Wednesday, February 8, 2012

White-bellied Green Pigeon - Looking for love in all the wrong places

female White-bellied Green Pigeon Treron sieboldii (Jeju Island, March 20, 2010)
female White-bellied Green Pigeon Treron sieboldii (Jeju Island, March 20, 2010)
female White-bellied Green Pigeon Treron sieboldii (Jeju Island, March 20, 2010)
  I count myself lucky for having seen this bird for several reasons. Firstly - look at it, it's a spectacular bird! This is the female, the male is similar, with chestnut/maroon scapulars. The second reason is that it wasn't really supposed to be there. Depending on who you ask, the species is either accidental, or a scarce migrant to South Korea, with less than 10 records a year here. Less than five is probably more accurate. 
  The story of this particular bird is a fairly romantic one, or at least it is when I tell it (hopefully I've got my facts straight). This female was thought to have been blown onto Jeju Island by a weather system a few years back, and ended up in the Halla Arboretum on the island's northern side. Scattered throughout the arboretum are trees with hard green berries that are favoured by the White-bellied Green Pigeon, but are by no means common in Korea. The female stayed in the arboretum all summer, and presumably returned to southern China in the fall. The next spring, local birders were surprised and pleased to find that the same bird had returned to the arboretum again, perhaps confused by the presence of its favourite tree. Sadly, it was waiting for a mate that would never arrive, as a male has never been seen in the arboretum.
  Hearing of this tragic unrequited love story in 2009, I spent more days than I'd like to admit stumbling through the arboretum, neck craned upwards, looking for a relatively immobile green bird in an ocean of green trees. Another reason I'm lucky to have finally seen it, I suppose.
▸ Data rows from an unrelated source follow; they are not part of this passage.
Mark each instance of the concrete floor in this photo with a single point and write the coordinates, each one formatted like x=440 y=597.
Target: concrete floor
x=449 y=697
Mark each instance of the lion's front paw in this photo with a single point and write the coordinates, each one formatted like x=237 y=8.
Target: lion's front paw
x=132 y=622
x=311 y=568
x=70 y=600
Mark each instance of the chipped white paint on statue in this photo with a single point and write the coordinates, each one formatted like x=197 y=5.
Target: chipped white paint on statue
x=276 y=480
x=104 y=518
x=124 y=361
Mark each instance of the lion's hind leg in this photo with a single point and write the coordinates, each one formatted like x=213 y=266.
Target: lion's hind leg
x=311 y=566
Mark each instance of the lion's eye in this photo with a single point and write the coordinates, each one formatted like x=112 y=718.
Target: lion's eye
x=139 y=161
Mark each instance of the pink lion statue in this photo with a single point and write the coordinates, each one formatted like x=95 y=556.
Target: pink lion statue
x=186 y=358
That year I didn't see the White-bellied Green Pigeon, but I must have hallucinated it a few dozen times in the course of my fruitless wanderings.
  In the spring of 2010, I went back on Green Pigeon patrol, and spent a few more days moping listlessly through the arboretum, my birding spirits waning dramatically. Then, one fine Saturday, I woke up knowing I would see the vaunted bird. I again took the long and winding hour-long bus ride over the mountain from south to north, and headed to the arboretum. Within five minutes, I was standing directly under a pigeon in a tree. 'Oh great, another Oriental Turtle Dove playing cruel games with me,' I thought. I looked closer. It was green. I believe my hands started shaking (twitching, actually), and my brain shut down. I stared at it blankly for about a minute with a simple grin on my face before I remembered the binoculars and camera that hung around my neck. Definitely one of my top five birding moments!
  This female didn't return to the arboretum in 2011, and I'd like to think it's because it ran into a handsome male Green Pigeon somewhere, and not a handsome Peregrine...

1 comment:

  1. Hello, Matt teacher. I'm Logan. I saw your pictures. It was wonderful.